Create and highlight figures from typical data sets using OMERO.figure (video http://figure.openmicroscopy.org/videos.html ). OMERO.figure uses unique OMERO IDs for each image, from which the figure panels are made, to link to the original raw image data. Therefore, figures can be adjusted with great ease and other scientists in a team can easily view the original data. While OMERO-Figure can be used to add some annotations to the figure panels, we find that publication ready figures require the use of other image manipulation software.

Install and open the FindFoci GUI application in ImageJ; Plugins >GDSC > FindFoci > FindFocus GUI [16].

Open an image in ImageJ and split the channels; Image > Color > Split Channels.

Select the smFISH channel in the FindFoci GUI.

The GUI has a live preview mode that displays identification of points under various threshold settings. Using the configuration shown in Fig. 3, adjust the “Background param” slider until labels appear over each spot (Fig. 4b).

Number and features of the foci can be obtained from the measurement table or exported as a text file.

Save images to be analyzed into separate channels, FISH channel and marker channels for segmentation, and start the FISHQuant application in Matlab [17].

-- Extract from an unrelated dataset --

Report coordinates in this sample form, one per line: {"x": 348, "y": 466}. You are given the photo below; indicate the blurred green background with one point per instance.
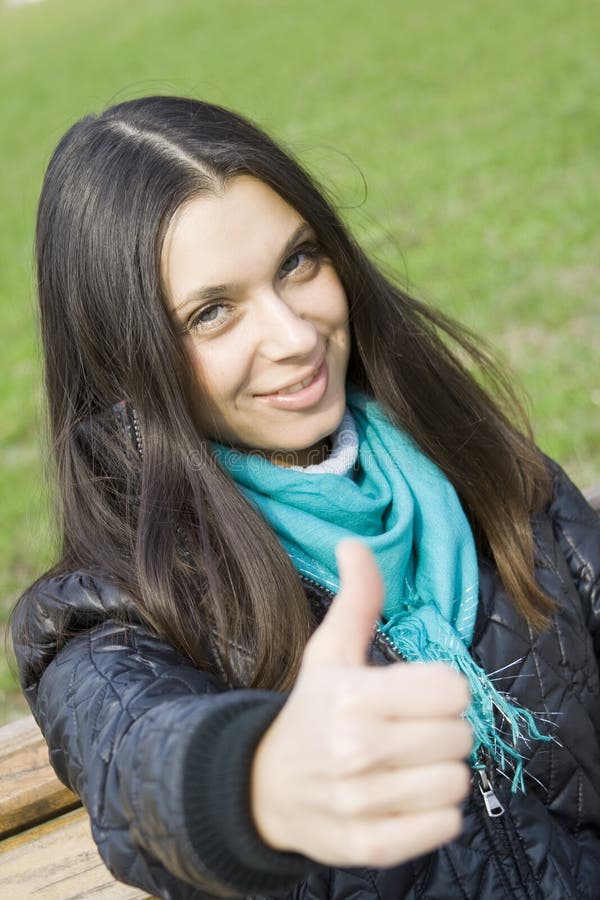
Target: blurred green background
{"x": 476, "y": 127}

Follow the FISHQuant manual for loading data, filtering the image, and thresholding the spots.

Adjust the threshold parameters until each of the spots are marked in the GUI tool. The intensity profile will typically show an obvious separation between background and real spots (Fig. 3b).

Export the thresholded spots text file to determine the number of transcripts.

Open the image with Imaris.

Choose the Spots tool.

Provide an estimated diameter for the spots (350 nm works well).

Slide the spot quality threshold tool until foci are accurately identified. The intensity profile will typically show an obvious separation between background signal and labeled mRNA (Fig. 3b).

Save the statistics text file to determine the number of transcripts.